Il vise, dans un premier temps, à modifier la répartition des ressources fiscalisées de la Sécurité Sociale en faisant glisser quelques éléments de la taxe sur les salaires dédiée à la branche famille vers la branche autonomie.

C’est à dire que la prise en compte du rôle des aidants dans le calcul des pensions et retraites se fera à coût constant, puisque le succès potentiel de la mesure sera probablement gagé, à l’avenir, sur une nouvelle répartition du produit de la taxe sur les salaires.

Et, accessoirement, sur la réduction du crédit d’impôt « emplois à domicile ».

Avec l’article 13, nous sommes au bout des articles « novateurs «  du projet de loi, avec une série de mesures favorisant la transition entre emploi et retraite.

Il s’agit de donner des droits nouveaux aux personnes cumulant emploi et retraite (500 000 aujourd’hui), une situation que la dégradation du taux de remplacement des pensions, induite par le texte, risque de généraliser.

Et, ensuite, de favoriser le développement de la retraite progressive.

On rappellera à ce sujet que des dispositifs de cessation progressive d’activité ont existé, dans le passé, notamment dans la fonction publique et que leur suppression a, manifestement, pesé sur l’évolution de la pyramide des âges dans le secteur public…

Il me semble cependant qu’un tour de négociation collective sur les fins de carrière serait assez bienvenu, plutôt que le bricolage circonstancié prévu par le projet de loi.

Avec les articles 14 à 20, nous voici face aux articles prévoyant les premières conséquences financières de la réforme.

L’article 14 relève ainsi le budget de l’assurance maladie de 100 millions en dépenses, du fait de la prise en compte de « l’usure professionnelle ».

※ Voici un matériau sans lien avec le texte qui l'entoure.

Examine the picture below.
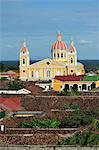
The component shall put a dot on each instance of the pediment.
(46, 63)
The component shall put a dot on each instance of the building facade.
(63, 62)
(67, 82)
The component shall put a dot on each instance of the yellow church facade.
(63, 63)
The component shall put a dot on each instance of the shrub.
(86, 138)
(2, 114)
(40, 124)
(15, 85)
(70, 106)
(77, 119)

L’article 15 consacre un ONDAM en baisse sur 2022, du fait du moindre impact de la crise sanitaire.

L’article 16 maintient le budget AT MP au niveau voté en loi de financement.

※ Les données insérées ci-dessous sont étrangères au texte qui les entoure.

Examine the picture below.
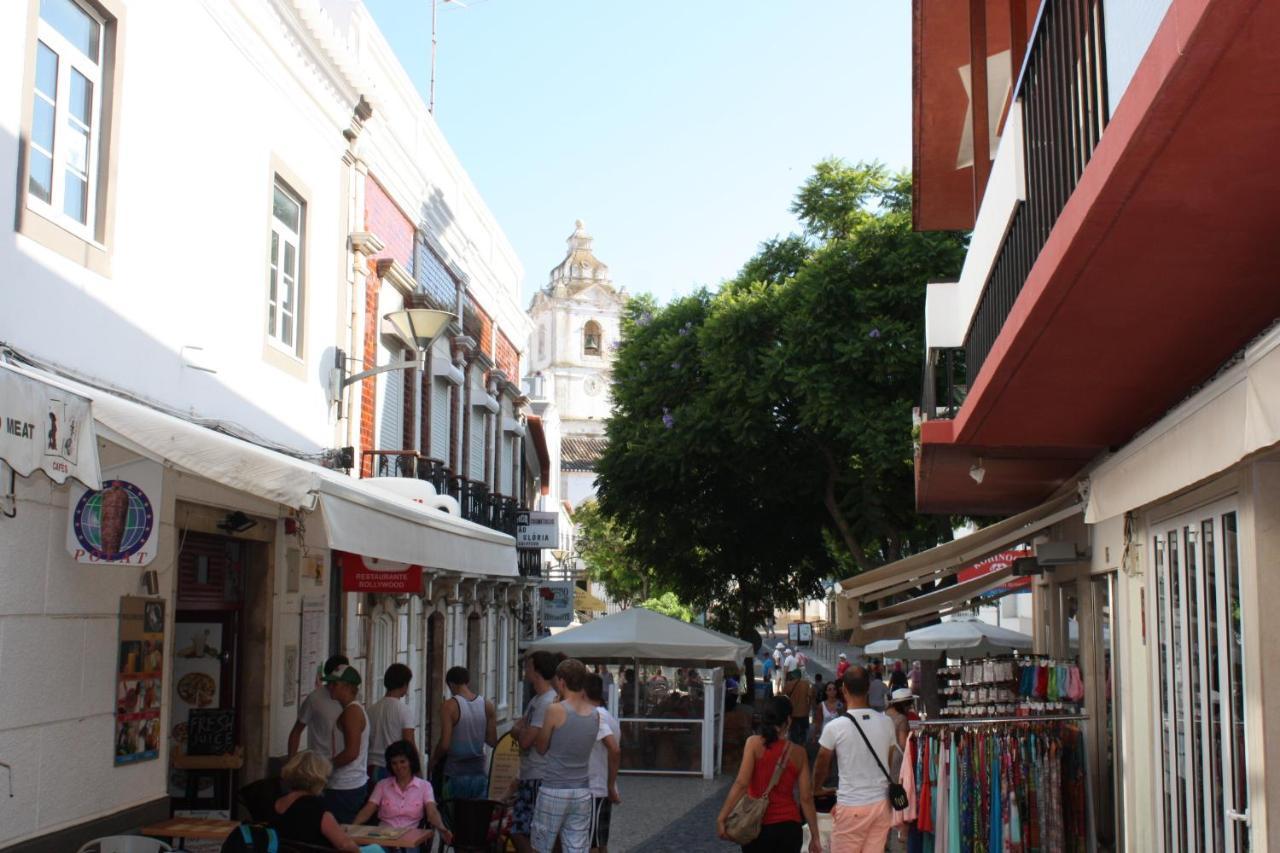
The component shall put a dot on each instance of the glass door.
(1200, 657)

L’article 17 consacre le budget prévisionnel de la caisse nationale d’allocations familiales (55,3 Mds de dépenses prévues) avec une hausse assez sensible, la part des transferts avec l’assurance vieillesse étant loin d’être secondaire pour ce qui concerne les majorations pour enfants ou encore la prise en charge APVF.

L’article 18 consacre l’inscription d’un total de 37,5 Mds au budget d’une branche autonomie qui n’est pas encore parfaitement équilibrée, quelques années après sa création.

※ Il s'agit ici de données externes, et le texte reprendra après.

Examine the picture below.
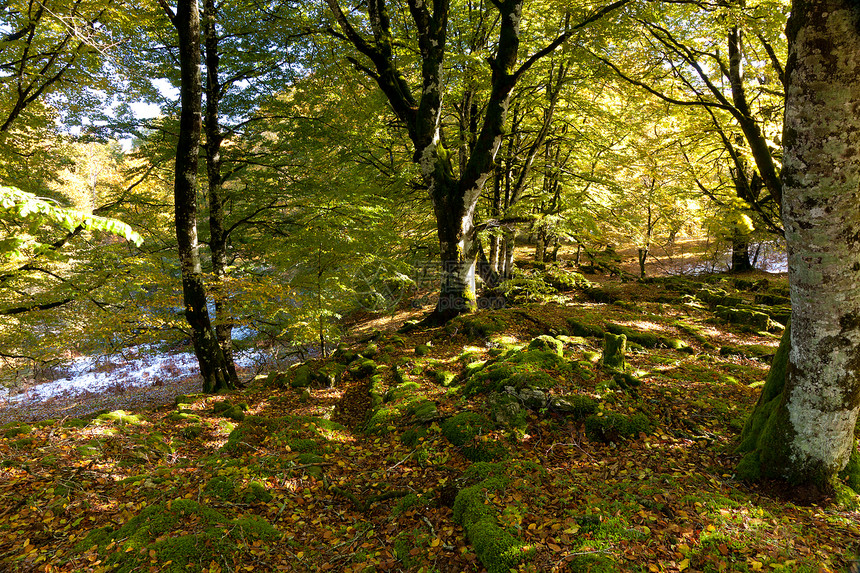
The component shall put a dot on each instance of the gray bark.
(209, 356)
(809, 430)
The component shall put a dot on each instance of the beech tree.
(454, 189)
(213, 366)
(802, 429)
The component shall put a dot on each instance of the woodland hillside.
(400, 285)
(501, 441)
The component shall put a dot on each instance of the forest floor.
(430, 453)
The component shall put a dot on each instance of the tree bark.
(802, 429)
(217, 234)
(209, 355)
(741, 255)
(454, 196)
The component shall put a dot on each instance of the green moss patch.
(612, 427)
(498, 550)
(279, 433)
(120, 417)
(468, 431)
(175, 536)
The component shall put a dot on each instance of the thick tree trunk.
(209, 356)
(740, 255)
(459, 250)
(802, 429)
(217, 235)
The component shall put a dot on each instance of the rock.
(424, 411)
(547, 343)
(614, 349)
(505, 409)
(533, 398)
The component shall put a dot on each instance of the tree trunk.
(643, 258)
(802, 429)
(740, 255)
(459, 249)
(209, 355)
(217, 235)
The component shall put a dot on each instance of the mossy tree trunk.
(454, 183)
(802, 429)
(213, 367)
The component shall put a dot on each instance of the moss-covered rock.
(442, 377)
(497, 549)
(467, 430)
(423, 411)
(612, 427)
(546, 343)
(16, 430)
(575, 405)
(363, 368)
(120, 417)
(614, 349)
(157, 536)
(227, 409)
(255, 432)
(578, 328)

L’article 19 précise la charge laissée au compte du Fonds de Solidarité Vieillesse (FSV), instrument qui se préoccupe entre autres de solder l’équivalent des cotisations des chômeurs.

La situation du Fonds appelle quelques remarques.

Le Fonds semble revenu à une situation excédentaire en 2022.

Chargé en effet de financer les cotisations théoriques liées au chômage, à la formation, à la maladie et une partie du minimum vieillesse, il a été particulièrement alimenté cette année par la CSG sur les produits de placement et du patrimoine, signe de l’indécence des marchés financiers.

Ainsi, la CSG revenus du capital est passée de 17,9 à 19,5 Mds d’euros…

Le Fonds, dont la dette a été « consolidée «  au passif de la CADES, devrait donc présenter une position de report à nouveau positif, situation inconnue depuis 2001.

Peut être de quoi trouver le financement de nouvelles prestations ou de cotisations fictives ?

Enfin l’article 20 consacre la hausse de 400 millions du budget de l’assurance vieillesse, conséquence du projet de loi.